Which brings me to a strange concept that pops up occasionally in the church world – shunning. Jesus teaches his disciples to shun people in Matthew 18:15-20. If someone “sins against you” (NIV) we are instructed to talk to them privately, then with a witness, then in front of the church and then “treat him as you would a pagan or a tax collector”. Law abiding Jews of Jesus’ day shunned pagans and tax collectors, and so we have a clear way to handle conflict. Try to work things out, and if that fails, never speak to that person again. If we all followed this advice to the letter, the only people we would end up speaking with would be people who haven’t offended us yet – complete strangers.

This is not the only passage in the Bible that promotes shunning. Hager and Ishmael are shunned by Abraham (Gen 21:8-21); people with skin diseases are shunned (Numbers 5:1-4); Jesus tells the disciples to shun whole towns (Matthew 10:14-15); and Paul tells his supporters to shun false prophets, and in one case names one – Alexander (2 Timothy 4:14-15).
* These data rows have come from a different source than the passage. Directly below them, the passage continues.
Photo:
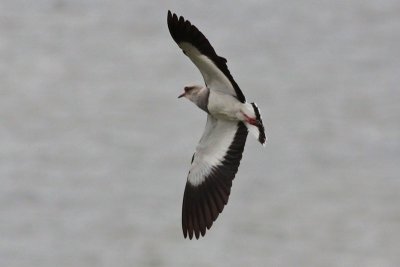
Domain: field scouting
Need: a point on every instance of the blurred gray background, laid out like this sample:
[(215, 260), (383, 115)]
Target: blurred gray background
[(95, 146)]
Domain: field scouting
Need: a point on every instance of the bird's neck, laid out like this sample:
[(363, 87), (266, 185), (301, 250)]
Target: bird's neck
[(202, 99)]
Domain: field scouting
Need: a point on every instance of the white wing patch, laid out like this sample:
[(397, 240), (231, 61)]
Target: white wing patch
[(212, 148), (214, 78)]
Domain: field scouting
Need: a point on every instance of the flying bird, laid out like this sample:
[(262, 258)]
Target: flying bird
[(229, 119)]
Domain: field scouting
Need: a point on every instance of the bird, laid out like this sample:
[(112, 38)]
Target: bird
[(216, 159)]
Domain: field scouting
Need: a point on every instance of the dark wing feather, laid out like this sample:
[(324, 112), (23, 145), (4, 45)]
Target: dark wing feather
[(205, 199), (191, 40)]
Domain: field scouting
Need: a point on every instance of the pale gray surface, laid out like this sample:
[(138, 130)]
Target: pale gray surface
[(95, 147)]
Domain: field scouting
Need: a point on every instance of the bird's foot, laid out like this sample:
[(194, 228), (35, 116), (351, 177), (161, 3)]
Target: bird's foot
[(250, 120)]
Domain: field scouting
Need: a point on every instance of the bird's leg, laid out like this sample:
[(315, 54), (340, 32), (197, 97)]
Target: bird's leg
[(250, 120)]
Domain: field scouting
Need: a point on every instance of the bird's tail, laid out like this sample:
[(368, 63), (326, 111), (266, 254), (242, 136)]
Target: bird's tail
[(256, 129)]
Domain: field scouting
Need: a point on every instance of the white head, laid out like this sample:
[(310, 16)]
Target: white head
[(192, 92)]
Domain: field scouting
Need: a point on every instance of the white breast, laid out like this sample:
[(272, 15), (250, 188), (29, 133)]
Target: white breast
[(223, 106)]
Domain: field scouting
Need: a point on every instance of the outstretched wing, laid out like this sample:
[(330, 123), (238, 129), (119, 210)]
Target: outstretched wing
[(196, 46), (214, 166)]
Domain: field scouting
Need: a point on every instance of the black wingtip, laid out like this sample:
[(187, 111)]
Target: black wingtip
[(203, 203)]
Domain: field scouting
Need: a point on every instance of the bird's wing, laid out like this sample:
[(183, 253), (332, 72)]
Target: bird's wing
[(196, 46), (213, 168)]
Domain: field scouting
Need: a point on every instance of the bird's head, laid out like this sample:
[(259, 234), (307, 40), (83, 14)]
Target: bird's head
[(191, 92)]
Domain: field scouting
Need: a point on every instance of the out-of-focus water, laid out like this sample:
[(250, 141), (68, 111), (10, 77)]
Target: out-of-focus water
[(95, 147)]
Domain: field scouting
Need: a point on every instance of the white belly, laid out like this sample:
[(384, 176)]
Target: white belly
[(223, 106)]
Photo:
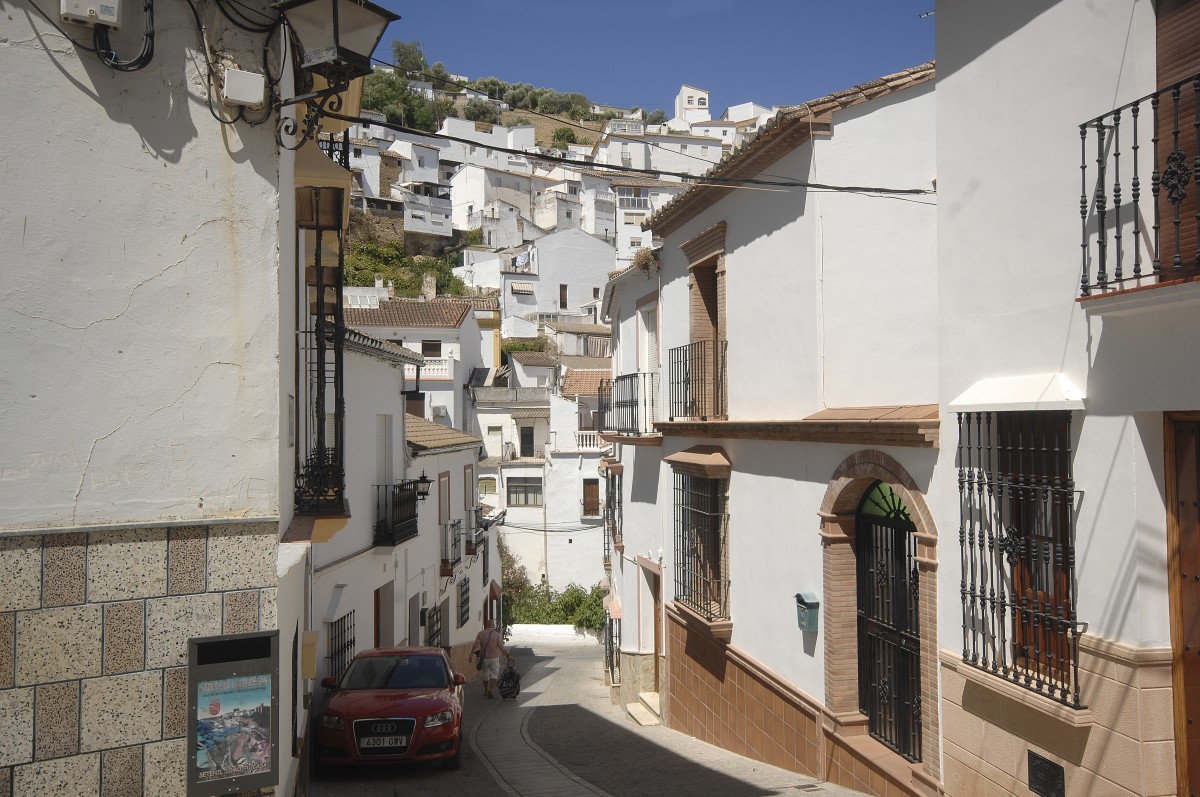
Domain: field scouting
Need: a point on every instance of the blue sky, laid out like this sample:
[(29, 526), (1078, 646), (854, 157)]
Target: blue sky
[(639, 52)]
It appears to me that shunning is a normal response to adverse situations in the Bible.

And yet, shunning can be an abusive response to disagreements that tear families and communities apart. My Mom’s family is from Amish country and so I have learned a lot about those folks over the years. Shunning is used by that community to keep their members in line. They can’t arrest them, but they can separate a wayward member from his friends and family. And since they live in a society separate from the rest of the world, shunning is a powerful weapon that can break a person’s spirit and force them into obedience. I would guess that most of you think the Amish are quaint and harmless. I’m sorry but I disagree. They are a cult that limits the education, experiences, and resources of their members to control them. Shunning is their chief weapon, and believe me when I tell you, it works.

On the other hand, shunning, in the form of a restraining order, is properly used by the police when someone is threatening to do harm to you or your family. I’m sure that you have had someone in your life who was actively doing you harm. What was the best response? Get that person out of your life! The same goes for the church. Unfortunately there are people in this world who are toxic to churches. I had a member in Scranton who came to church with his girl friend, while his wife was sitting three rows in front of them. I had to tell him that he could come to church, but he could not bring the woman he was sleeping with to church while his wife was attending. The effect of that conversation was the same as shunning. He never returned to our church. But he was doing terrible harm to his wife, and to the rest of our church family. It had to stop and so it did.

The key to understanding shunning is the phrase “sins against you”. If someone is doing you harm or threatening to, they have to go. The people of Nazareth threatened to throw Jesus off of a cliff (Luke 4:14-30). It is no wonder he never returned to the town of his upbringing. If someone is doing something wrong but is not harming anyone but themselves, then we are to reach out. Thus Jesus ministered to sinners and tax collectors. I have ministered to many people who abused alcohol and/or drugs. If they are hurting only themselves, we try to save them. If they are doing evil to others, then I feel the necessity to do whatever possible to stop them. As always our biblical responses need to be measured with wisdom that comes from God.

As to the evil squirrels, in the fall when the acorns drop, they will start to dig up my garden again. Momma-Kitty will most likely be too busy sunning herself. Stronger measures must be taken to rid my world of this pestilence. I’m considering guided missiles.